Cada vez con mayor frecuencia, en la clínica con niños y niñas aparecen —de manera explícita o velada— las huellas de traumas precoces: maltratos psicológicos o físicos, abusos sexuales intrafamiliares silenciados, castigos corporales, humillaciones o amenazas de distinto tenor. No hablamos aquí de fantasías edípicas, tal como las describiera Freud, sino de experiencias reales, horrorosas, que dejan marcas profundas en la subjetividad.
Freud nos enseñó desde los inicios de su obra que el ser humano nace en estado de indefensión (Hilflosigkeit), dependiente por completo de los cuidadores, tanto para sobrevivir físicamente como para constituirse psíquicamente. Por estructura, la relación en la niñez, la pubertad y la adolescencia es radicalmente asimétrica: los adultos tienen el poder. Como diría Fernando Ulloa, ese poder puede ejercerse en clave de ternura o de crueldad.
Cuando el Otro de los cuidados usa ese poder de manera perversa, tomando al niño como objeto de su propio goce, la situación se vuelve gravísima.
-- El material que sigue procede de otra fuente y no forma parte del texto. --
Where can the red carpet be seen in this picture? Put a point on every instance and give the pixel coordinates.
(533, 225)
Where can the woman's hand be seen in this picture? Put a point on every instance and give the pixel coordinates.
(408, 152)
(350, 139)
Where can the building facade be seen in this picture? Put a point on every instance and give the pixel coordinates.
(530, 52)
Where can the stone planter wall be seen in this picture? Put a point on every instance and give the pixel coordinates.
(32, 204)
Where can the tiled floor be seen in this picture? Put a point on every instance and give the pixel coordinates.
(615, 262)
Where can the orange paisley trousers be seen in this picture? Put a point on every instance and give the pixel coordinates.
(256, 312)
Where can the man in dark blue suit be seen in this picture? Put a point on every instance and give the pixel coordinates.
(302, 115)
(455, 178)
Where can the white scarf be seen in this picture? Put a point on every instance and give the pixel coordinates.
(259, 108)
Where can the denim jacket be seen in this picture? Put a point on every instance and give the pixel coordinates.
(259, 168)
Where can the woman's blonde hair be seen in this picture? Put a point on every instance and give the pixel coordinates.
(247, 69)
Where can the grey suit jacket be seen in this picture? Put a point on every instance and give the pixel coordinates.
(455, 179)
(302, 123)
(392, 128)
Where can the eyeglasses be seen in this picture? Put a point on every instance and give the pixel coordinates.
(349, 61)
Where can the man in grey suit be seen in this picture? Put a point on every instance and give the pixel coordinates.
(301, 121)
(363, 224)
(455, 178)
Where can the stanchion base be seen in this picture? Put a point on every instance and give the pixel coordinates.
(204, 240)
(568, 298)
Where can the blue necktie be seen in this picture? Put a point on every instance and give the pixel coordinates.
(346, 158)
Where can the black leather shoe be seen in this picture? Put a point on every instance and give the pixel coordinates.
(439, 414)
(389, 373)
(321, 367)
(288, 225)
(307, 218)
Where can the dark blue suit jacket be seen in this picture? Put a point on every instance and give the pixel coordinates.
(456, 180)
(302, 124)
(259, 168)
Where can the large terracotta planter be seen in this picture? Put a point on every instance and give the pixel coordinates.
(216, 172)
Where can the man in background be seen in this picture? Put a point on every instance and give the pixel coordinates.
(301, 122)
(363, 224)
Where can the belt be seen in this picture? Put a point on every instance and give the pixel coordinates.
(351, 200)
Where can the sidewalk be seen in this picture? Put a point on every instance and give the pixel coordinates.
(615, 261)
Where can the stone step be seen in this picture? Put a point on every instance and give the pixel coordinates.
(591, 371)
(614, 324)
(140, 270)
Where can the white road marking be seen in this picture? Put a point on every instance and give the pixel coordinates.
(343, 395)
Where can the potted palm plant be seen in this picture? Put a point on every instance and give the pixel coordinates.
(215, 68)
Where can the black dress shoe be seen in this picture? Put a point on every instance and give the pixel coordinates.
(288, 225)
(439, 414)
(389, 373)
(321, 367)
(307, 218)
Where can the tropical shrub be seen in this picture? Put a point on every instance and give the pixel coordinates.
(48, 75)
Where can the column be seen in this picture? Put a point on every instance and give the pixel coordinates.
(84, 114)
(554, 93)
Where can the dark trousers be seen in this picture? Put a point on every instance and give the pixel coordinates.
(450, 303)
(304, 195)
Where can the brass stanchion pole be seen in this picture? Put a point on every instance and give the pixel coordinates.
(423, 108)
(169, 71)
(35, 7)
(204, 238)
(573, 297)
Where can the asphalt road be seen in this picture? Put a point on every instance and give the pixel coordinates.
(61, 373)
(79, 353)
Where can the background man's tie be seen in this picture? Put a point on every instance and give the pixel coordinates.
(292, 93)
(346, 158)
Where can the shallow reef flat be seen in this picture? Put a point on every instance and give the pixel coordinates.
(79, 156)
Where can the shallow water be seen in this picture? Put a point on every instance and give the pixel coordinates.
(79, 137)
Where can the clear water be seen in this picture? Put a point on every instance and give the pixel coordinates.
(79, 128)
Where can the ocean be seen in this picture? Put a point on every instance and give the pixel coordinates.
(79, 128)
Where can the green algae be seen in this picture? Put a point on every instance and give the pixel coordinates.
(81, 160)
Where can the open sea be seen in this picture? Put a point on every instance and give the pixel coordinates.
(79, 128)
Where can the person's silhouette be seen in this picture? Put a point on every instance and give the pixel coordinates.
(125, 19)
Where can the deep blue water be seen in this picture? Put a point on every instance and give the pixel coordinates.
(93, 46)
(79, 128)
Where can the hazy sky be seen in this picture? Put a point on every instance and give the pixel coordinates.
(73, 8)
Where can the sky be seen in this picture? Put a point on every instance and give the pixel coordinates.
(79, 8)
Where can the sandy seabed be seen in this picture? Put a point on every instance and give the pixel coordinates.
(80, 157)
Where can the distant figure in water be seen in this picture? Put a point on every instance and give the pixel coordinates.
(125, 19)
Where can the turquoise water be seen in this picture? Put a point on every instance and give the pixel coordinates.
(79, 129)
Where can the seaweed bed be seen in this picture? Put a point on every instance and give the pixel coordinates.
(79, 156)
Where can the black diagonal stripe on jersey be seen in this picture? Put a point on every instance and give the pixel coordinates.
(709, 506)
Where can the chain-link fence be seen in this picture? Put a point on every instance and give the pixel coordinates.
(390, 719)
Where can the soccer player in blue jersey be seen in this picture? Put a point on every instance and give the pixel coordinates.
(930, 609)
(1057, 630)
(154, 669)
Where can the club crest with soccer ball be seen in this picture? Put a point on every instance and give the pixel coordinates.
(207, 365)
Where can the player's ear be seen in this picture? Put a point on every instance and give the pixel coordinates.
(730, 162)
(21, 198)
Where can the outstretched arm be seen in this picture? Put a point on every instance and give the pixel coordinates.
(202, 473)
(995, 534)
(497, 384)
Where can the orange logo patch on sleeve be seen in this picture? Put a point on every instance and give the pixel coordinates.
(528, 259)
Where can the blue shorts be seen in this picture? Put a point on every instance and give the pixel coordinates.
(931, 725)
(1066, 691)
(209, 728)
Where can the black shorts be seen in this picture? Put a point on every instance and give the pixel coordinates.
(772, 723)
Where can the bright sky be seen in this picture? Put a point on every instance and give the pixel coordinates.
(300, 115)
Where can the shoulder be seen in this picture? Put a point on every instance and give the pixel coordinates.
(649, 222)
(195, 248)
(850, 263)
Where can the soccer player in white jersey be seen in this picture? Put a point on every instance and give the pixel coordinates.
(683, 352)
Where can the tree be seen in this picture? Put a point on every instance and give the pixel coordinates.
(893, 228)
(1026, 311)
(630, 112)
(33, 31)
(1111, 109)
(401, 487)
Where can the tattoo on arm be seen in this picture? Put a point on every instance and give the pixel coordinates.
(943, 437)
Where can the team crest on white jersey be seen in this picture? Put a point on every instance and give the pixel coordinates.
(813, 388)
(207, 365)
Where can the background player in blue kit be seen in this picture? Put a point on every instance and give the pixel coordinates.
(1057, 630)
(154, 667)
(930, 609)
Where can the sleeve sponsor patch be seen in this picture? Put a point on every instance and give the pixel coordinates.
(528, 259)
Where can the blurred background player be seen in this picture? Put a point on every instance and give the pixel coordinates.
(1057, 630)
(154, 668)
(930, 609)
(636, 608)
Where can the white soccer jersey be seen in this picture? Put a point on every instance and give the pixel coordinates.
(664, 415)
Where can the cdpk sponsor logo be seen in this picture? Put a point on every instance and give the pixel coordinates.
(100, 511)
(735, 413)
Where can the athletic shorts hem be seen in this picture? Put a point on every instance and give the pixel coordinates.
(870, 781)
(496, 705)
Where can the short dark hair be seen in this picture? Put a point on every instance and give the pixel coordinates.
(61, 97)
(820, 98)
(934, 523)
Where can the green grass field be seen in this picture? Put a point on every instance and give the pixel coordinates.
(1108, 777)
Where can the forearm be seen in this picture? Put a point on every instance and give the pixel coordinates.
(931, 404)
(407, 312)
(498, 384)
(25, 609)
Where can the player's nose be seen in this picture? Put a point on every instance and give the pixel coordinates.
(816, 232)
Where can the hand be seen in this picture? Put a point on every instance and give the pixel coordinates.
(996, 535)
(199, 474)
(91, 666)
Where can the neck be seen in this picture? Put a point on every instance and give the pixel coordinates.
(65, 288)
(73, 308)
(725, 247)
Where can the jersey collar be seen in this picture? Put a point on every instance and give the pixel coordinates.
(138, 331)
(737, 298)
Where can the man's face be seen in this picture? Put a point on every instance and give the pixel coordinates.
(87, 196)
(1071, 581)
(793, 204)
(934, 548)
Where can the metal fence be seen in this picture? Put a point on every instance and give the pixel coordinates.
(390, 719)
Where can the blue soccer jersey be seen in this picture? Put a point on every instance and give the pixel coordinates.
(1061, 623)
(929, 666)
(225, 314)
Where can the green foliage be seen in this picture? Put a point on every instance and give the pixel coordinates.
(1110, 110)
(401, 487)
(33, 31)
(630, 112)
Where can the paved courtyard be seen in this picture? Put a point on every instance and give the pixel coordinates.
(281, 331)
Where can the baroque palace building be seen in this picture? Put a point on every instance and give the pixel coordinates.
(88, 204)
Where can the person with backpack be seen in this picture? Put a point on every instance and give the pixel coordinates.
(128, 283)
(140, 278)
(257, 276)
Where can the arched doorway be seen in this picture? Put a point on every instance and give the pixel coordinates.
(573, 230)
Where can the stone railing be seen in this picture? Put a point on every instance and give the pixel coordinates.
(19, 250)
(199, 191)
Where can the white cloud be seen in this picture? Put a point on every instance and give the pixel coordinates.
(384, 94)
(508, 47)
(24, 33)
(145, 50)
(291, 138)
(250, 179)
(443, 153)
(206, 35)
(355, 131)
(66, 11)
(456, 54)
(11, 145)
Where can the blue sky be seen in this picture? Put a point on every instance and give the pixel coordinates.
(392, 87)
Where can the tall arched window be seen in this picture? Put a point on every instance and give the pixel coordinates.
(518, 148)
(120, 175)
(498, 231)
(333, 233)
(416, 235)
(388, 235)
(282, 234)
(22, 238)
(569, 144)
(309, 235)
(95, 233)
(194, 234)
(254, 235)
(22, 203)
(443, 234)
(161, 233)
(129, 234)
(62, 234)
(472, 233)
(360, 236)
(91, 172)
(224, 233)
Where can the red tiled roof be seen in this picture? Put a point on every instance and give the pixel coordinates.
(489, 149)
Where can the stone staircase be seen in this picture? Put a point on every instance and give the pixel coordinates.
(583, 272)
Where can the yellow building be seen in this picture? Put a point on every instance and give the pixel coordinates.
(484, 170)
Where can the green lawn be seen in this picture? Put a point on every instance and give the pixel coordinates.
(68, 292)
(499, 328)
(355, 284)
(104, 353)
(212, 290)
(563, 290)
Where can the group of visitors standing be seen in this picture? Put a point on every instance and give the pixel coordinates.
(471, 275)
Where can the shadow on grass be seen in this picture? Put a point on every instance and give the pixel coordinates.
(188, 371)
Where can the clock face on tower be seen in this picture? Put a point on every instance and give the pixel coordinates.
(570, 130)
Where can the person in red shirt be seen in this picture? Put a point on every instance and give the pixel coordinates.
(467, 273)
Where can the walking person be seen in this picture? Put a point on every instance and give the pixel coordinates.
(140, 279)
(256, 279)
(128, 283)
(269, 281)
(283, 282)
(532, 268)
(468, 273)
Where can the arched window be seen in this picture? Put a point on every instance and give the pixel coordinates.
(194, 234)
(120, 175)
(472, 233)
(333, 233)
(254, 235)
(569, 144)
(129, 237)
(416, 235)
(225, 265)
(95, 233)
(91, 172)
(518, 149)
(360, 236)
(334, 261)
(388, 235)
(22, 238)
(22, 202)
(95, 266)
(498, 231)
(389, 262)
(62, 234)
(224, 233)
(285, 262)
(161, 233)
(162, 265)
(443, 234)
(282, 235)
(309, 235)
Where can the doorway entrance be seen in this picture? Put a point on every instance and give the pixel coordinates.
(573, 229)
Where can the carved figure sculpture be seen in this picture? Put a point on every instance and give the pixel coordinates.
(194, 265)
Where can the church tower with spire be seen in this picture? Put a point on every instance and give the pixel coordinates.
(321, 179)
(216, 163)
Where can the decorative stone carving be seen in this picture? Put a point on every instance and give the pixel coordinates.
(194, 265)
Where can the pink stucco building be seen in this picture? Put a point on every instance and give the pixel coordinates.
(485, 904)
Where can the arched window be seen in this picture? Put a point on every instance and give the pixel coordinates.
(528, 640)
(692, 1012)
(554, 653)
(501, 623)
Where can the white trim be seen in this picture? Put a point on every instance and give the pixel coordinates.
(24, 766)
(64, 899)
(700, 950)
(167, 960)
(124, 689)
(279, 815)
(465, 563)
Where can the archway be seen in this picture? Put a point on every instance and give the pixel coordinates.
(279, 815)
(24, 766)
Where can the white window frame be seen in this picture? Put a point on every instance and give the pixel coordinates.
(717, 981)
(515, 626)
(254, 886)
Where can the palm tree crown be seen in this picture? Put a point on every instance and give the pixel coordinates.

Sin un debido tratamiento, el niño —y luego el adulto en que se convertirá— quedará hipotecado por el dolor psíquico, con alteraciones en el cuerpo y en la vida.
El abuso de poder en la crianza implica el colapso de la función normativa que sostiene la prohibición del incesto. Cuando los adultos transgreden esta ley básica, lo que se produce son vivencias siniestras (Unheimlich), como las llamó Freud: aquello familiar, íntimo y confiable se torna extraño, peligroso y dañino. Lo que debería ser refugio se vuelve amenaza.
En estos casos, lo siniestro no se trata de una elaboración fantasmática, sino de un acontecimiento real que irrumpe con violencia en la vida del niño. Ulloa lo describió con crudeza: allí donde debería imperar la ternura, triunfa la crueldad más pura, en lo que él denominó la encerrona trágica.
El efecto es devastador: al faltar el sostén amoroso, el aparato psíquico queda privado de los recursos para tramitar la vida, para realizar ese pasaje necesario de la dependencia endogámica a la independencia exogámica. El niño queda atrapado en un callejón sin salida, sin la posibilidad de simbolizar ni elaborar.
Frente a estas situaciones, la tarea del analista es compleja y delicada. Se trata de dar tratamiento a las manifestaciones que el niño presenta como denuncia de los horrores vividos, que muchas veces aparecen bajo la forma de “pesadillas diurnas”.
El analista debe sostener la paciencia clínica, evitando apresurarse a clasificar estos signos bajo “diagnósticos de moda” (ADD, autismo leve, trastornos de aprendizaje, pánico, psicosomáticas, anorexia o bulimia). La clave es no perder de vista que ciertas disrupciones psíquicas y corporales pueden ser efectos directos del terror, tan distinto de la angustia propia del crecimiento.
Lo que se ofrece al niño o adolescente es una presencia amorosa y confiable, un suelo simbólico donde su verdad pueda empezar a aflorar. En la infancia, el juego será el terreno privilegiado para leer lo acallado; en la pubertad o adolescencia, el relato irá poco a poco dejando entrever las claves de esa verdad aún no dicha.
En todos los casos, el analista se posiciona como aquel que escucha sin retroceder frente a lo traumático, habilitando un espacio donde la palabra pueda comenzar a bordear lo indecible y el sujeto, paso a paso, recupere algo de su lugar en el lazo.